The contrast between the two is huge: It’s the difference between seeing the world out of focus and seeing it in 20:20. Being able to accurately portray the world is the greatest and most important facility of the artist, and sometimes broad strokes is not enough.

So yes, lyrics do matter in a song. Unless, of course, you’re King of the Blues.



Filed under Lyrics, Melody, Performance

4 responses to “Do Lyrics Matter In A Song?: Chuck Berry Vs B.B. King

  1. Ivana

    How important lyrics are? So important that Croatia has finally decided to send a song in English to the ESC (as everybody else has been doing for years). So important that I know at least one *great* songwriter whose music wouldn’t be worth a penny without lyrics. But of course, lyrics are not everything. Otherwise you wouldn’t be able to appreciate instrumental music at all and there are quite a few pieces that can take you places without a single word – including humorous and political.
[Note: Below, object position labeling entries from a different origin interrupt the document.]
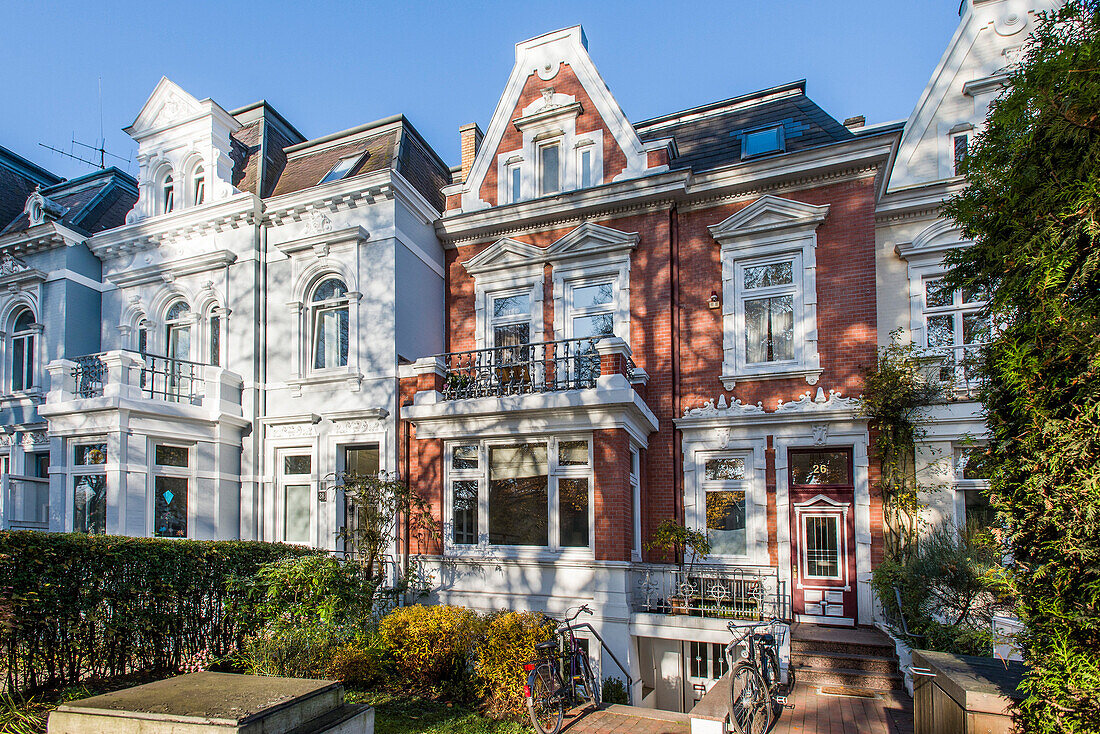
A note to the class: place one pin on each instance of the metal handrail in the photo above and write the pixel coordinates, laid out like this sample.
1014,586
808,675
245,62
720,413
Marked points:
523,369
Good music conveys emotion, mood, idea… If you can do that, then you’re safe even if you’re not King of the Blues.

  2. To me song lyrics are wonderful because without lyrics there wouldn’t be a song because when you write a song it’s just like telling a story. Lyrics brings out the song, but the music brings out more into it’s forum so yes lyrics do matter to the songs. I’m a singer-songwriter too and when I write the lyrics I write it like a story. All my songs tells a story though some of them are love songs. My goal is to accomplish my dreams. Always look at it like a song story. The lyrics matter. “Music Is All Around Us, All You Have To Do Is Listen.” The words is worldwide. God bless you all.

  3. It totally depends on the genre – a country song with crappy lyrics is a crappy country song, while an R&B tune can be great with so-so lyrics.

    As an artist, I write really specific lyrics and, if something comes out sounding a bit more generic, it goes into the sync/placement pile and never makes it in my live set or onto the record.